Samsung had previously told the court that, even though the threatened injunction was only a temporary one until a full trial could be held, the time delays involved in that would leave it no choice but to axe the Galaxy Tab 10.1 in Australia. In missing the holiday sales season, Samsung argued, the Android slate would be "dead" on arrival. The company's official statement makes no mention of those intentions, though does insist that the Korean firm will continue to pursue a separate claim against Apple in which Samsung alleges infringement around wireless standard patents.

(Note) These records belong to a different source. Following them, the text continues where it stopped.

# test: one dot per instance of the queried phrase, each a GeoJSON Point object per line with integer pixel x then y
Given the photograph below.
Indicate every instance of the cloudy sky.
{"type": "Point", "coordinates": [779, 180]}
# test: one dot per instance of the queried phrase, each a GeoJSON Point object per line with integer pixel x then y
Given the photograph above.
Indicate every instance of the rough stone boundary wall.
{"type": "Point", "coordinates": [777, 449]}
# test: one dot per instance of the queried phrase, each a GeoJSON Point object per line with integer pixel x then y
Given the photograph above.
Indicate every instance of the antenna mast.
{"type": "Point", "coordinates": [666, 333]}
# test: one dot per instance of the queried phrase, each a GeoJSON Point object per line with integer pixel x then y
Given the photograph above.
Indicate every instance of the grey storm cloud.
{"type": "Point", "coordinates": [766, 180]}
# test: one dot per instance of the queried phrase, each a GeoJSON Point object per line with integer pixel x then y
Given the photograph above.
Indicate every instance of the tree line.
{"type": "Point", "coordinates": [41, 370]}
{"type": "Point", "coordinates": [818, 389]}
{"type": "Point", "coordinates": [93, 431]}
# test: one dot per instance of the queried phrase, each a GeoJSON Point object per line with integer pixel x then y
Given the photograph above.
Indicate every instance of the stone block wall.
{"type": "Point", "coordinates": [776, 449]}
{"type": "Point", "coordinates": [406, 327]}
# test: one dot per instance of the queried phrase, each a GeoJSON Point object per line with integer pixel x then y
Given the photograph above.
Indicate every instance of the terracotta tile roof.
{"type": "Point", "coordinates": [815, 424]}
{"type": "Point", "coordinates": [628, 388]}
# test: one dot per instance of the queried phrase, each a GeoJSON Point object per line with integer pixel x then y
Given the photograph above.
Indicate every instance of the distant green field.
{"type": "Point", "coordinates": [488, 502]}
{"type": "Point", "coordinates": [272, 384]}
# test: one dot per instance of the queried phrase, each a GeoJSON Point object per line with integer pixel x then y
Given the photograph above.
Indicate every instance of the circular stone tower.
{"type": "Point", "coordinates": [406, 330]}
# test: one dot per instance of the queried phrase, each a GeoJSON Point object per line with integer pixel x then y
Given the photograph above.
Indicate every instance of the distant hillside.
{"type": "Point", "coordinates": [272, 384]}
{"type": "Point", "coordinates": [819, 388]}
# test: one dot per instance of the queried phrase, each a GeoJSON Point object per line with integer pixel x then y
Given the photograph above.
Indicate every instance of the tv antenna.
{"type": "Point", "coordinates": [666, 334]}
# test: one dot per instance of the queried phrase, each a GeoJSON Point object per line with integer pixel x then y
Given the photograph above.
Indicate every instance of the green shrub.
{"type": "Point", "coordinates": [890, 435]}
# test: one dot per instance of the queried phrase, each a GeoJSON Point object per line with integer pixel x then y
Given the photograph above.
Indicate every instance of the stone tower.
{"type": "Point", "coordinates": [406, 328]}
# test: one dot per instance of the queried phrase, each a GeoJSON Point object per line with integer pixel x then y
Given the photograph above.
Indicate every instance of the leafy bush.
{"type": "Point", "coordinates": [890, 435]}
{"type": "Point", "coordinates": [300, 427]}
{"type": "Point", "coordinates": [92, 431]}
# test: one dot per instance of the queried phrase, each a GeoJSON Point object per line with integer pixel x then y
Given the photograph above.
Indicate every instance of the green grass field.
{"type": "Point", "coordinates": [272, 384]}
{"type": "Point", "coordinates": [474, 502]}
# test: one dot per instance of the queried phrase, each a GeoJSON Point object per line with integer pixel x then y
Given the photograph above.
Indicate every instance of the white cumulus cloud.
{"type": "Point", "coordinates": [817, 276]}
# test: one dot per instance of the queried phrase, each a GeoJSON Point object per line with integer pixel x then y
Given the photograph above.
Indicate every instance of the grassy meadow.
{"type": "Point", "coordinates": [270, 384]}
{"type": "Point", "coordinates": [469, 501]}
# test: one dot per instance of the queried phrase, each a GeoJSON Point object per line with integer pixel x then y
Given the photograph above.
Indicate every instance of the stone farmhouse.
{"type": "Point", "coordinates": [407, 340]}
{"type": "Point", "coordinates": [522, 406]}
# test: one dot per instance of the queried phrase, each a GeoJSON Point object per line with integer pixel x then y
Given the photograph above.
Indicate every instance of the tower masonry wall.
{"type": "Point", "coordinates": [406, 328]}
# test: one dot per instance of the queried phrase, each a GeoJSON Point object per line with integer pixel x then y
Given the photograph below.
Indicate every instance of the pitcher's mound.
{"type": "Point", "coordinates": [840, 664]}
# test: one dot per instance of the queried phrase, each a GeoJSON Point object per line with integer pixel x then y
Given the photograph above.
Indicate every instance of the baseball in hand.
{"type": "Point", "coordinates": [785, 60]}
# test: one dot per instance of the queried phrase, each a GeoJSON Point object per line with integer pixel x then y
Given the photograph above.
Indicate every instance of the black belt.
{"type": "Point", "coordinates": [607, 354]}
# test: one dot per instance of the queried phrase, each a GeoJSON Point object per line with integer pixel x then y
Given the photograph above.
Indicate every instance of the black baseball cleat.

"Samsung will continue its legal proceeding against Apple's claim in order to ensure our innovative products remain available to consumers. This is a part of our ongoing legal proceeding against Apple's claim. Samsung is also confident it can prove Apple's violation of Samsung's wireless technology patents through a cross-claim filed on September 16, 2011 with the Federal Court of Australia, New South Wales. Our wireless standard patents are essential for mobile business. We will continue to legally assert our intellectual property rights against those who violate Samsung's patents and free ride on our technology" Samsung statement
Apple, meanwhile, merely reiterated its earlier comments, pointing out that "it's no coincidence that Samsung's latest products look a lot like the iPhone and iPad, from the shape of the hardware to the user interface and even the packaging." Samsung's legal team had argued that the Galaxy Tab 10.1 would primarily be judged by consumers against other Android Honeycomb tablets, something Apple's team strongly disagreed with.
Both firms will return to the Australian courts on Friday, Bloomberg reports, with the judge ruling on whether Samsung can release a modified version of the Galaxy Tab 10.1 that avoids the patents Apple complained about. Samsung had previously offered Apple a potential deal, promising a swifter trial on the wireless standard patents if Apple agreed to drop its demands for a ban; however the Cupertino firm declined.
Tensions between the two companies escalated earlier this week, when Samsung launched a pop-up store offering the Galaxy S II for just $2 meters away from the Sydney Apple Store. Two rival queues began to form, one looking for a cut-price Android while the other waited for the new iPhone 4S, which goes on sale this Friday.